Une dizaine de personnages, tous joués par Denis Lavant, dont on ignore le commanditaire, le producteur en somme. Des idées vagues, une déambulation nocturne qui commence dans une salle de cinéma, et une balade en limousine, véritable roulotte du saltimbanque. Devant son miroir, Denis Lavant/Oscar, opère des transformations sidérantes. Edith Scob, Céline son chauffeur, lui tient la portière pour l'entrée en scène du prochain rôle. Monsieur Oscar et ses métamorphoses.
Monsieur Merde.
L'étrange gnome vert, aux ongles crochus, pieds nus, revient de loin. Du tréfond de chacun de nous. Déjà vu dans un court intitulé Tokyo, où il bouzillait et mangeait tout sur son passage dans les rues de Tokyo, il pulvérise cette fois une séance de photographies de mode, dans le cimetière du Père Lachaise. Monsieur Merde franchit les pierres tombales dont les inscriptions pourraient vous faire croire que je vous écris de l'au-delà. Sur chaque stèle figure le site web du défunt... La top model qu'il enlève pour la mener dans les profondeurs humides de la capitale, c'est Eva Mendès. Le faune en érection nous offre une dernière image biblique façon Pietà qui va scotcher les fan de la belle Eva pour un moment.

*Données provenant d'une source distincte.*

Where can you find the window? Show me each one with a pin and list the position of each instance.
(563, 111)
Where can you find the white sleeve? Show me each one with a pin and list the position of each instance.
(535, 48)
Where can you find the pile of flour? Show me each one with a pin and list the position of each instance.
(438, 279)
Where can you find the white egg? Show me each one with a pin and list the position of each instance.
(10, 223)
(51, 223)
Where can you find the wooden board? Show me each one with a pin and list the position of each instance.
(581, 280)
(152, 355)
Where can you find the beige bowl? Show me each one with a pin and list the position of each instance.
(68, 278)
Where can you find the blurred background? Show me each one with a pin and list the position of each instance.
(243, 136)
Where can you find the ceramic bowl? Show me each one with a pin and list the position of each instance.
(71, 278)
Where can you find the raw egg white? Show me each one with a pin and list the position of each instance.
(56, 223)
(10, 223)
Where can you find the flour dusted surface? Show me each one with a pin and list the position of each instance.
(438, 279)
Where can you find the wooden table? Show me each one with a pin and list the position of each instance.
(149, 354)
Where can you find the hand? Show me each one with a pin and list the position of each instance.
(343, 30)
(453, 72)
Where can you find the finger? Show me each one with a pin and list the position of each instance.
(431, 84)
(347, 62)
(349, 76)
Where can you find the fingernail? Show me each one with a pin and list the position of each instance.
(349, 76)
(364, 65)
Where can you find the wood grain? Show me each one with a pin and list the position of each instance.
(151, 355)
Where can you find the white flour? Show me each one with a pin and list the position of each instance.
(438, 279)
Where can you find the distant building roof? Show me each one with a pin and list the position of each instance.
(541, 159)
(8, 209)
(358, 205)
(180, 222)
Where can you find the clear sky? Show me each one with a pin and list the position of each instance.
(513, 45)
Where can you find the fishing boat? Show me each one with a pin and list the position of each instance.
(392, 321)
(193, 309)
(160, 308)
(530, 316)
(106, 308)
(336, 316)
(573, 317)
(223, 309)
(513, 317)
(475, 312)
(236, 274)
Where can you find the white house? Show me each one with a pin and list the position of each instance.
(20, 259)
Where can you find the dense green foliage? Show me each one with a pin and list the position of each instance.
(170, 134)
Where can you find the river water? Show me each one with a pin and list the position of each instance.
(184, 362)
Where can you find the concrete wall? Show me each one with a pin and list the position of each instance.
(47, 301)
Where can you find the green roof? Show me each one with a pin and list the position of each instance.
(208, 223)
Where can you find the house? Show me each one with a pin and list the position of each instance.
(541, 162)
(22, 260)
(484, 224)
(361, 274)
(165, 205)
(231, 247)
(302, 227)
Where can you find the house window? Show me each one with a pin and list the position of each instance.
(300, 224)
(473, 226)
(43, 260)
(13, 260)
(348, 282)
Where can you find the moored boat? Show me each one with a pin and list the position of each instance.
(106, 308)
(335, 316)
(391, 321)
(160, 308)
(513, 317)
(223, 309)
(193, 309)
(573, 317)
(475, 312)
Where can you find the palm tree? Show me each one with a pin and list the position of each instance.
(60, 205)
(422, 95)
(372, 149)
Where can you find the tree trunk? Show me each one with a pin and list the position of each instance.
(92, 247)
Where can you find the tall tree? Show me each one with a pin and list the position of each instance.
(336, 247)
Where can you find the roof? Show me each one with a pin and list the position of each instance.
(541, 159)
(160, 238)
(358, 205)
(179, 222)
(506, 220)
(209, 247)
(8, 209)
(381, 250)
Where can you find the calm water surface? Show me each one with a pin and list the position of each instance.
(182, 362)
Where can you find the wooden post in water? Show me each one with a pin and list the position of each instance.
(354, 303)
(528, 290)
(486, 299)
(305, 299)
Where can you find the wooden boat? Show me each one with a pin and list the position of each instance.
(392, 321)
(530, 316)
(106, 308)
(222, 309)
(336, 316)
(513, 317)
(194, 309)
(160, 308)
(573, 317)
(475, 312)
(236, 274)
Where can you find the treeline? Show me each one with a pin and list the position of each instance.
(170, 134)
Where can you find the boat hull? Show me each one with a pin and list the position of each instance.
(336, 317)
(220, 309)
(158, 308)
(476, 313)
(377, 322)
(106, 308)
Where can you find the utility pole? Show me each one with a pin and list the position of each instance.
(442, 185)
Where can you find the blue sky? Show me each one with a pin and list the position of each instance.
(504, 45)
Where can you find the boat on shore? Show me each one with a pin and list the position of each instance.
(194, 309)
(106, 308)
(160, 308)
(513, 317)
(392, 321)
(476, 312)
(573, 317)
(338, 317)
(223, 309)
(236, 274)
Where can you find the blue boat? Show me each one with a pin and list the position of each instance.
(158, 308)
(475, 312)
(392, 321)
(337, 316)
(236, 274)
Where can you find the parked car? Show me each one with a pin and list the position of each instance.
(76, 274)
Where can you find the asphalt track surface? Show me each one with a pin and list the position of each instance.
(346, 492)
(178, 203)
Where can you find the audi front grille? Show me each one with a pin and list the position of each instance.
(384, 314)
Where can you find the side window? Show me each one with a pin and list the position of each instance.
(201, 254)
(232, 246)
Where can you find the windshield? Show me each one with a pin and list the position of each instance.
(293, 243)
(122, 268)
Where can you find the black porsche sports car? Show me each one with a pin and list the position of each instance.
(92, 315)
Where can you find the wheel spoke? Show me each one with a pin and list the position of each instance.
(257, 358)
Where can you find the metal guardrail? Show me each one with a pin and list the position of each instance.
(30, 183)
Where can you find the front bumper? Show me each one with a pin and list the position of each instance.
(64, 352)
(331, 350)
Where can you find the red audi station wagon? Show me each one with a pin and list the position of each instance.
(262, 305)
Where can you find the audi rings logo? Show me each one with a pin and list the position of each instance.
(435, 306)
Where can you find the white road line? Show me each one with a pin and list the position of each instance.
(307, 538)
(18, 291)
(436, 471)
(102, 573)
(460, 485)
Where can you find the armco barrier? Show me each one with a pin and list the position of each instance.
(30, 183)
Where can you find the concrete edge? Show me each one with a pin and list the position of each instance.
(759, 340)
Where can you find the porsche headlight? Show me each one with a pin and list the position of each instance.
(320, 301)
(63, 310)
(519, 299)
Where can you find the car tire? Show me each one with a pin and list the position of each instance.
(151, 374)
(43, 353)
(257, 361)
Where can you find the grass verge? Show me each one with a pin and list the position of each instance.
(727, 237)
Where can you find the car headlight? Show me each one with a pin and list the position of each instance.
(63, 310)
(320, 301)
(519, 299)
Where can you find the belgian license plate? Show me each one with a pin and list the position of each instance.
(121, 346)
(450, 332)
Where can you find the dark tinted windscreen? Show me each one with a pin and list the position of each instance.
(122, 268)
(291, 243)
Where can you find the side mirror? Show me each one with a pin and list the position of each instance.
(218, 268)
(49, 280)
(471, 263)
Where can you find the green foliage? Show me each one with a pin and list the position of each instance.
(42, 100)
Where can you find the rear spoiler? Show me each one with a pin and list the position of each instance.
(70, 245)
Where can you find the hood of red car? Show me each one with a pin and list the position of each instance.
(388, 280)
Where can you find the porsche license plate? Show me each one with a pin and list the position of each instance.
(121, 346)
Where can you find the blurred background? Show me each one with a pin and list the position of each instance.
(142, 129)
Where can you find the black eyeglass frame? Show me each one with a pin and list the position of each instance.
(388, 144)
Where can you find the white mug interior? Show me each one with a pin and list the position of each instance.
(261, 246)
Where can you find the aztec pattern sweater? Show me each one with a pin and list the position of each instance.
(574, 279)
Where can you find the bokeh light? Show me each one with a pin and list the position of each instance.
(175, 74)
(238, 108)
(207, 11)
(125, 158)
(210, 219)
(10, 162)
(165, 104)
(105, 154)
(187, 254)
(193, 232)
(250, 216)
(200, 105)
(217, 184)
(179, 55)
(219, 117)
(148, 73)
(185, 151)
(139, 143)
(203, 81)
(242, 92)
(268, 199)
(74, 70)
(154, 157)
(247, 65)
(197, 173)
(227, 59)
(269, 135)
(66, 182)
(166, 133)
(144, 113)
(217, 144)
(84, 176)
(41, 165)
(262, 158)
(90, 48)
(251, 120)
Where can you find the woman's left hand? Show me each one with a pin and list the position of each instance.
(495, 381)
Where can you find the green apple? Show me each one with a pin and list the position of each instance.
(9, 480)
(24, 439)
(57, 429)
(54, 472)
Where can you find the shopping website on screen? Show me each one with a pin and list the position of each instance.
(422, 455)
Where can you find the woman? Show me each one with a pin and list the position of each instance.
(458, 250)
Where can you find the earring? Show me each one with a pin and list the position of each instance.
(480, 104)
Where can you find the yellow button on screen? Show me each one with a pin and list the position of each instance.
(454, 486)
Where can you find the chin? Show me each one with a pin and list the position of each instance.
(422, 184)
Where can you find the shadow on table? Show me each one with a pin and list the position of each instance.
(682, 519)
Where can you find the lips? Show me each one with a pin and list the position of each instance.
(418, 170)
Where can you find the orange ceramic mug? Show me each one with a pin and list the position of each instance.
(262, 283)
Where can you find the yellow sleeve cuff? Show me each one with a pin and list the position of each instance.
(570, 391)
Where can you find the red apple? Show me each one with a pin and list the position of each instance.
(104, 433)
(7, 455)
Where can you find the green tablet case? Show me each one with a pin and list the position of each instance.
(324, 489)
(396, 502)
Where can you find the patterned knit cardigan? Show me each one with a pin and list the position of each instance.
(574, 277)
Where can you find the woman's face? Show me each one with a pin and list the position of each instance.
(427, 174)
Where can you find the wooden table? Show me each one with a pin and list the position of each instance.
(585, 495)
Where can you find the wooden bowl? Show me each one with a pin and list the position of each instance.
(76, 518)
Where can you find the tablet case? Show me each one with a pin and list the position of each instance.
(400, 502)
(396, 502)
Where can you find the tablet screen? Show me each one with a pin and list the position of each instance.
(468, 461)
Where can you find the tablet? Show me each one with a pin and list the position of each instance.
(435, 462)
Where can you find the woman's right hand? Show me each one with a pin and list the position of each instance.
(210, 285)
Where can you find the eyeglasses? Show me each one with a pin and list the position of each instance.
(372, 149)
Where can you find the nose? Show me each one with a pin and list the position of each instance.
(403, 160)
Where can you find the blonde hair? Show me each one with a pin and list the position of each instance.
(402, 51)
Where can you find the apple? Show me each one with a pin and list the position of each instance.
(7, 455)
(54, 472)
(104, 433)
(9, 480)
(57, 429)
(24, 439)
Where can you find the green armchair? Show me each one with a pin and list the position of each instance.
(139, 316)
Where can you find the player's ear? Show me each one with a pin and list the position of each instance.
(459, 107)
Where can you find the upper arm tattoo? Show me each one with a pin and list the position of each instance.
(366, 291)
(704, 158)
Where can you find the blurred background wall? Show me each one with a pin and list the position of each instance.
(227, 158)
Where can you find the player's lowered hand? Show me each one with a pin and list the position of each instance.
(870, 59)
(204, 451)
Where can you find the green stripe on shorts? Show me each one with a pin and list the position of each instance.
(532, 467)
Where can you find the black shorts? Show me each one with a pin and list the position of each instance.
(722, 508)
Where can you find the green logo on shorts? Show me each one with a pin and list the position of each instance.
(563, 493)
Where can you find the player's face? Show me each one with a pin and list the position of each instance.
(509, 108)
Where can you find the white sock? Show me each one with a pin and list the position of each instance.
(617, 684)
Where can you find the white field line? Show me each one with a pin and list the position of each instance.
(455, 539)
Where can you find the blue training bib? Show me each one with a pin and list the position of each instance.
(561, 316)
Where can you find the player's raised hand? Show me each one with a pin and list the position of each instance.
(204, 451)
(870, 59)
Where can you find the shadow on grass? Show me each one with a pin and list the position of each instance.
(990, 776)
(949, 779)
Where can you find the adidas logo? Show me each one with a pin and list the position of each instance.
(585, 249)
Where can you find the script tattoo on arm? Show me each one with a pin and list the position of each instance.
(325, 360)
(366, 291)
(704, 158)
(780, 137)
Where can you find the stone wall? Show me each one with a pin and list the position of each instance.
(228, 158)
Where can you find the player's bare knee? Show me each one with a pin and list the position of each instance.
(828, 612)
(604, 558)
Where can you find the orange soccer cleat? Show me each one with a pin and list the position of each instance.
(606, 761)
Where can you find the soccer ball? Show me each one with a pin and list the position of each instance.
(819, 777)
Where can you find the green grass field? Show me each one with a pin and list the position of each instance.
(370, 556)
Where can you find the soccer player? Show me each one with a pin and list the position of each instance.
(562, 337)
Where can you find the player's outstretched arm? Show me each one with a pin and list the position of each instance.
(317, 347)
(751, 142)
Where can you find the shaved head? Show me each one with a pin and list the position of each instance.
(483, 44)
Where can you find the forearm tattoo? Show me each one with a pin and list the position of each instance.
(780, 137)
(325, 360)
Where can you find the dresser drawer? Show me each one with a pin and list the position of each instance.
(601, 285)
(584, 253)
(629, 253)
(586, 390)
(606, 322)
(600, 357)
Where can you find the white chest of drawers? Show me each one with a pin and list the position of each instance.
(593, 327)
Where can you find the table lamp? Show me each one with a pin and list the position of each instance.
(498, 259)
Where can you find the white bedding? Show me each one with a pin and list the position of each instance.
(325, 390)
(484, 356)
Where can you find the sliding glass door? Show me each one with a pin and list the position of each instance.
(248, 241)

Une limousine entre deux mondes. Elégante, moderne, glissant dans les rues de la ville, elle renferme un bric à brac de vieilleries et d'accessoires, objets nécéssaires à la mise en scène. Le cinéma d'avant, nostalgie des décors artisanaux, loin des effets spéciaux qui donnent lieu à une séquence originale: Un des rendez-vous d'Oscar dans un studio de motion capture, où l'on ne verra que la performance physique d'un homme et d'une femme bardés de capteurs. Un scène d'amourt très sensuelle.
Samaritaine
Parmi les missions impossibles de Monsieur Oscar, dans le vaste champ des références cinéphiliques, celle qui se joue à la Samaritaine, est dans le peloton de tête. Séquence musicale parfaitement mise en place. Kylie Minogue se revelle une actrice bouleversante. La chanteuse se pointe au moment où on a envie qu'elle le fasse. Et le décor qu'offre ce magasin mythique sonne comme un hommage au passé.
Et puis il y a Edith Scob. Chauffeur de la limo. Mais aussi protectrice de Monsieur Oscar. C'est elle qui le conduit aux rendez-vous. Qui le récupère parfois.
Quand elle finit son travail, après avoir garé sa limousine dans le vaste parking parmi les autres limousines, elle fixe un masque sur son visage et s'éloigne dans la nuit.
Eddith Scob était la jeune héroïne du film de Georges Franju, Les yeux sans visage, en 1960, il y a 52 ans.
Cependant, ces références ne sont pas le moteur du film. Et l'auteur n'aimerait pas ce dépeçage critique auquel je m'adonne en ce moment.
Tout art est à la fois surface et symbole. Ceux qui vont voir sous la surface le font à leurs risques et perils. De même que ceux qui cherchent à déchiffrer le symbole. Encore une citation ! Une de trop, vous avez raison. Mais de qui ??